The lockdown phase hit the
credit growth of banks abysmally with figure of a decadal low of 6.14 in
2019-20 fiscal. Here a slip in net interest margin (NIM) will render more pains
to bank’s portfolio which is already in shock for long. During the lockdown
time RBI in its monetary policy has chewed over policy rate cut so as to
rejuvenate banks spasm on ground of deposit liabilities and fall in credit
offtake. In the unlock phase the economy has started to gain ground bit slowly.
But the concern of right demand boost is knocking firm’s dashboard hard.
Apart
from all these hiccups in domestic front the ongoing conflict with China
leapfrogs the crisis in many dimensions.
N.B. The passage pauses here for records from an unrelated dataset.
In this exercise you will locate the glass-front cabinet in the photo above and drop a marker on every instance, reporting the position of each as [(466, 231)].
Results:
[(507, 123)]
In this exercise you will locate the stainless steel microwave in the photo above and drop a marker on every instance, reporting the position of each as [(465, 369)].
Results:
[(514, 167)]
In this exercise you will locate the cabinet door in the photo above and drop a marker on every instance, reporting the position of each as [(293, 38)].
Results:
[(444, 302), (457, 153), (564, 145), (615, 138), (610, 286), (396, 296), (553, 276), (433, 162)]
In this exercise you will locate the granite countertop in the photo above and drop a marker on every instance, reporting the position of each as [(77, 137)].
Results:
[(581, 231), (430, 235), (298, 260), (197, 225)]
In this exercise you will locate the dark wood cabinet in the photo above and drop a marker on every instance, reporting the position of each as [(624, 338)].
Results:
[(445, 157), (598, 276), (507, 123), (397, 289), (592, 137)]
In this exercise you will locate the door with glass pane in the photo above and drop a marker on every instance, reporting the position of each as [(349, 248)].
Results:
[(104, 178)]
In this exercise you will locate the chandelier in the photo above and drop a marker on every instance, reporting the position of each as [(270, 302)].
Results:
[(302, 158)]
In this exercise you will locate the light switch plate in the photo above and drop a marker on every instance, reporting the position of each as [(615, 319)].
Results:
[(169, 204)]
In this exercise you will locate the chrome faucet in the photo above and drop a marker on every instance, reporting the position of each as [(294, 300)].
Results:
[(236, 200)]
The post-covid new normal is descending
with a heavy depression over the manufacturing ground and count heavily on
banking business. Banking is highly detrimental to economic growth apart from all
other instruments. We have seen how the Indian banking sector showed resilience
during the financial crisis in 2008. The prominence of public sector banks during
that time has helped policy makers a lot to reap the best benefit as it
facilitated the RBI on government’s behalf to exercise policies like high CRR,
stringent credit policy and regulations of lending rates.
Pix by Amit K Sikder
Merger
of Banks: Among
the number of concerns taken in pursuit by policy planners to go for banks
mergers most important was to curtail down the volume of bad loans in bank’s
books. But the move did not count well in arresting the problems due to inapt
judicial system and banks reluctance to write off bad loans as that require big
losses. And altogether the merger initiatives have failed to arrest this
structural bottleneck. Merger is not an option to unleash the burden of
government’s development goals which over the years exerted pressure on PSU
banks to extend loans which always did not make business at all.
IBC in
Covid Air: IBC was mainly intended to bite the pile of bad assets of
banks. Basically the Insolvency and
Bankruptcy Code (IBC) became a law in 2016 and still existent in system. As of
December 31, 190 companies was listed in the default code with a claims of Rs
3.52 trillion had been filed by creditors of which around 43.1% of claims has
been recovered. But during 2015-16 fiscal only 10.3% of loans was recovered and
it has established a genuine support in favour of effectiveness of the move.
Now to alleviate the ruthless impact of Covid-19 the government has brought
about some ramifications in terms of raising threshold limit for invoking
insolvency to Rs 1 crore from the existing Rs 1 lakh to extend a comfort to
mainly MSMEs which hit hard. This apart the government also have it in mind to
rule out covid-19 related debt from the default category.
Bearing all these in mind
and expected slackening of credit growth banks have started to lower interest
rates and eased requirements for retail customers in different format. So the
relaxed IBC may bring forth the concern of surge in NIM figure of banks and could push the sector to a new low. It’s a grave concern for
the economy and the government to streamline the ‘Atmanirbhar’ quotient in right direction. Here my simple suggestion
goes for a bigger resolution in favour of more infusion of capital to banks
which only could keep the hope of the economy alive.